When Python Meets SQL-part 3: load excel file data into SQL Server without creating table
At the beginning of my Python ETL journey, I created tables in SQL server and insert to those tables. Back then, I thought this is the only way. During my work using pySpark, I used pySpark to write SQL tables from pySpark dataframe. The best thing is I don’t need to create tables pySpark does all for me. (I will wrote pySpark codes later). That good experience makes me think: is there a better way in python? Is there a way to write data into SQL server without creating table?
My best friend google told me: yes. And here is how:
#imports
import pandas as pd
from sqlalchemy import create_engine
import pyodbc
#read excel file content into a pandas datafram
file_xlsx = r"C:\Users\jingh\python_presentation\file_for_ETL.xlsx"
df=pd.read_excel(file_xlsx)
df
#make connection to SQL server and write the dataframe content to a table
myservername = 'LAPTOP-S1V0PRKL'
mydatabasename = 'pythontest'
sqlcon = create_engine('mssql+pyodbc://@' + myservername + '/' + mydatabasename + '?trusted_connection=yes&driver=ODBC+Driver+13+for+SQL+Server')
df.to_sql('ETLtest20200321', con = sqlcon, schema ='schema_test', if_exists = 'replace', index = False)
#note on my personal computer ODBC driver is 17, but my company computer is 13
#because my personal computer has SQL Server 2019 but company is SQL Server 2016
#check your computer ODBC version and put it in the create_engine string
Yes. Simple as That.
But, there is a shortcoming for this method: slow. It takes about 100 minutes when I wrote 1 million rows. The slowness is because of row-by-row operation between python and SQL server. I have tried many times to get it done faster (many people have tried many times too). So far, I can only fast load with string datatype. In short, it is done this way: First convert the dataframe to a list of tuples.

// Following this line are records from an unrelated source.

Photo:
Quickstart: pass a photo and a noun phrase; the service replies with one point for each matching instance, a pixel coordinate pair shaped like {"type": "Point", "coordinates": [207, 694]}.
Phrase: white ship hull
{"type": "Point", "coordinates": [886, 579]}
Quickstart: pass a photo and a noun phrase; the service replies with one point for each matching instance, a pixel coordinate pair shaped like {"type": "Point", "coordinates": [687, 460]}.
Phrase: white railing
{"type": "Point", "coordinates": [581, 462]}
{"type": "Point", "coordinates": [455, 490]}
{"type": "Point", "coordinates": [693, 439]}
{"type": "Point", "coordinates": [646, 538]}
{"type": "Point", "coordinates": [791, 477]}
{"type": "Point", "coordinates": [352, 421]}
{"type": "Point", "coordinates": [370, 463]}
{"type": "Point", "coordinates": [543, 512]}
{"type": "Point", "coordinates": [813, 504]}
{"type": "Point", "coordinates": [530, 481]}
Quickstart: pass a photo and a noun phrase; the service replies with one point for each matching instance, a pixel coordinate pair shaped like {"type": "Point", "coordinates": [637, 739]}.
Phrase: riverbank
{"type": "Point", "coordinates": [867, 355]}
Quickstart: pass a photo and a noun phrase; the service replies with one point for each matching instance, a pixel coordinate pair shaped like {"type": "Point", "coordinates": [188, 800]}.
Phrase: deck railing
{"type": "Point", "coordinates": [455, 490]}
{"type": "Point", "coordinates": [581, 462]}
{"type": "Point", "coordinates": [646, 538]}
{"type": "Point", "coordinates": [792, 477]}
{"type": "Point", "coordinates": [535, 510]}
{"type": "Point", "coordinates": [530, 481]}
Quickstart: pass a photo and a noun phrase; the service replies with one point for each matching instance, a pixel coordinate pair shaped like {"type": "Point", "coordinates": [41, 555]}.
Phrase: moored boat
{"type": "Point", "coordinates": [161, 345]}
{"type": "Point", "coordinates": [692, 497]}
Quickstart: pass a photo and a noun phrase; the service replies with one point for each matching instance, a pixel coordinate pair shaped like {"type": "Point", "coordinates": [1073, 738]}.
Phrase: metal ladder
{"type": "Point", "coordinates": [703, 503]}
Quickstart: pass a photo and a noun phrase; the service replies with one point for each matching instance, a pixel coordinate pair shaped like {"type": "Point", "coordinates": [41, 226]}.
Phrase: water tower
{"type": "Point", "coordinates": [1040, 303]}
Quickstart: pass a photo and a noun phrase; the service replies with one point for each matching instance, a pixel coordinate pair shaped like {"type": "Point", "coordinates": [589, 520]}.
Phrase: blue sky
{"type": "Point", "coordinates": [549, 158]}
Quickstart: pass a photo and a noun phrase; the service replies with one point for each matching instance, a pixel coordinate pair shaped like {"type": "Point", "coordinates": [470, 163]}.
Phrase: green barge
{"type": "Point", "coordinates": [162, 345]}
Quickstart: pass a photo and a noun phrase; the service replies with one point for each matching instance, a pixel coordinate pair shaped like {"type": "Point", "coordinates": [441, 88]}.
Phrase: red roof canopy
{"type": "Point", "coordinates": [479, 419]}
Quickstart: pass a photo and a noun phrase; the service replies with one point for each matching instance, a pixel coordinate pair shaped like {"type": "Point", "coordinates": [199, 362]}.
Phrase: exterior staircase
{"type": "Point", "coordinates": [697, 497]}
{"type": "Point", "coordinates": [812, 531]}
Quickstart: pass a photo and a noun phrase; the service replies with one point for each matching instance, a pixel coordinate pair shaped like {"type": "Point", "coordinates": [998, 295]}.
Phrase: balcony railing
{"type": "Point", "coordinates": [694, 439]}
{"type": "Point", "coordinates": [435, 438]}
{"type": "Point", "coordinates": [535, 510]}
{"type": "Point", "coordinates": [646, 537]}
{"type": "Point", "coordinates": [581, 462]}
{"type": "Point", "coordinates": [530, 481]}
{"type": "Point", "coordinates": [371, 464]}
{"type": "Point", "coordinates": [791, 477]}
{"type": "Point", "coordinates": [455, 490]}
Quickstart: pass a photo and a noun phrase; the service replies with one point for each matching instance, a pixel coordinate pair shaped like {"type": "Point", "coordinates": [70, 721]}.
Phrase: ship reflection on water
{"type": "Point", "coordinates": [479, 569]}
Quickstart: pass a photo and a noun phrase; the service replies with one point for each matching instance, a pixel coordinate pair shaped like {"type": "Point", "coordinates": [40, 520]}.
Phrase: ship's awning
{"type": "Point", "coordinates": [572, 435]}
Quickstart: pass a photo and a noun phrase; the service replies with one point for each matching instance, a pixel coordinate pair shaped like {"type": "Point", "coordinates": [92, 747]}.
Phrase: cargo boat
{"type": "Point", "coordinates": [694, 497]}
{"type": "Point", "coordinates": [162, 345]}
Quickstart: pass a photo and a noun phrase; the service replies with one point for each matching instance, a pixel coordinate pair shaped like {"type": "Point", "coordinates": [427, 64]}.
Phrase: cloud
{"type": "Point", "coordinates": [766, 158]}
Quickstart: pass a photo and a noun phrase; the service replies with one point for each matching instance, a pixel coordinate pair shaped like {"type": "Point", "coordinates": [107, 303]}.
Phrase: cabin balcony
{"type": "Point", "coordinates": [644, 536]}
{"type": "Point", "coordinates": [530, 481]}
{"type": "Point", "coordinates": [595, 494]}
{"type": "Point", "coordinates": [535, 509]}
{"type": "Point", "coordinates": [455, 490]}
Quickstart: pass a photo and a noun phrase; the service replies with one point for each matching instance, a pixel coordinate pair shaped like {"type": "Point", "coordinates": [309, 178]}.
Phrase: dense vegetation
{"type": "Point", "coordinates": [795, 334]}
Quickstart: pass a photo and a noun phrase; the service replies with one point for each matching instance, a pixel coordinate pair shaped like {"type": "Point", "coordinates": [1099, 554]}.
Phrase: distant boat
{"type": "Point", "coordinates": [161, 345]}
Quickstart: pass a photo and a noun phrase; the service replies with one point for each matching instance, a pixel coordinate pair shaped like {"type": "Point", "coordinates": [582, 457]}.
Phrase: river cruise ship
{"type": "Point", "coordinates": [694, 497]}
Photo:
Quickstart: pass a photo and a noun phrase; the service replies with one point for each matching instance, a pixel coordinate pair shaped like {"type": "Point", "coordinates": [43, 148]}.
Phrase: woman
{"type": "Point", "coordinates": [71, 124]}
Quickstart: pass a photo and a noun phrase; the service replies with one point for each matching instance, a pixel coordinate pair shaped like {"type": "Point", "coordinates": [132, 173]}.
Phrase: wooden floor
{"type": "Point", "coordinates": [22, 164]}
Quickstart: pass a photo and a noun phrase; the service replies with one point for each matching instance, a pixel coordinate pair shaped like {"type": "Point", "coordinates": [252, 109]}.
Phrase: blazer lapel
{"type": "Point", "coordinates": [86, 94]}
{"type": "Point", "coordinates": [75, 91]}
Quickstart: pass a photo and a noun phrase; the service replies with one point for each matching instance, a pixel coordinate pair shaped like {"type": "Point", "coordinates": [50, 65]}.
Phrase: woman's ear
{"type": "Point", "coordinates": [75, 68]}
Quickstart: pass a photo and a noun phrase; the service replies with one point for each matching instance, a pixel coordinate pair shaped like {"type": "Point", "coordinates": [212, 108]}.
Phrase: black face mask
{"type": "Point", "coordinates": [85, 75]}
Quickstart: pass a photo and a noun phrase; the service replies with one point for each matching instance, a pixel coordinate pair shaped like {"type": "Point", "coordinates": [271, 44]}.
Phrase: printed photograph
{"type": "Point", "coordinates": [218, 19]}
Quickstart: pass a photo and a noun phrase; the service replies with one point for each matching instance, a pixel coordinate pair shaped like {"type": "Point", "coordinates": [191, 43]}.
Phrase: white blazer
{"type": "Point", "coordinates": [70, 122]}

Then, use ODBC connection and execute many to fast load.
list_of_tuples=list(df.itertuples(index=False, name=None))
SQL_insert_command = """INSERT INTO [schema_name].[table_name]( [Column1] ,
[Column2] ,
[Column3] ,
[Column4],
[Column5] ,
[Column6],
[Column7] )
values (?,?,?,
?,?,?,?)"""
connStr = pyodbc.connect(r'Driver={SQL Server};Server=myservername;Database=mydatabasename;Trusted_Connection=yes;')
cursor = connStr.cursor()
cursor.fast_executemany = True
cursor.executemany(SQL_insert_command, list_of_tuples )
connStr.commit()
cursor.close()
I am still trying for broader datatypes. Of course I will share my progress here after I have a break through.
You can see from this code that a new package, pandas is used here. In pandas, a table is called dataframe. All of our knowledge about sql server tables can be applied to dataframe, just with different code.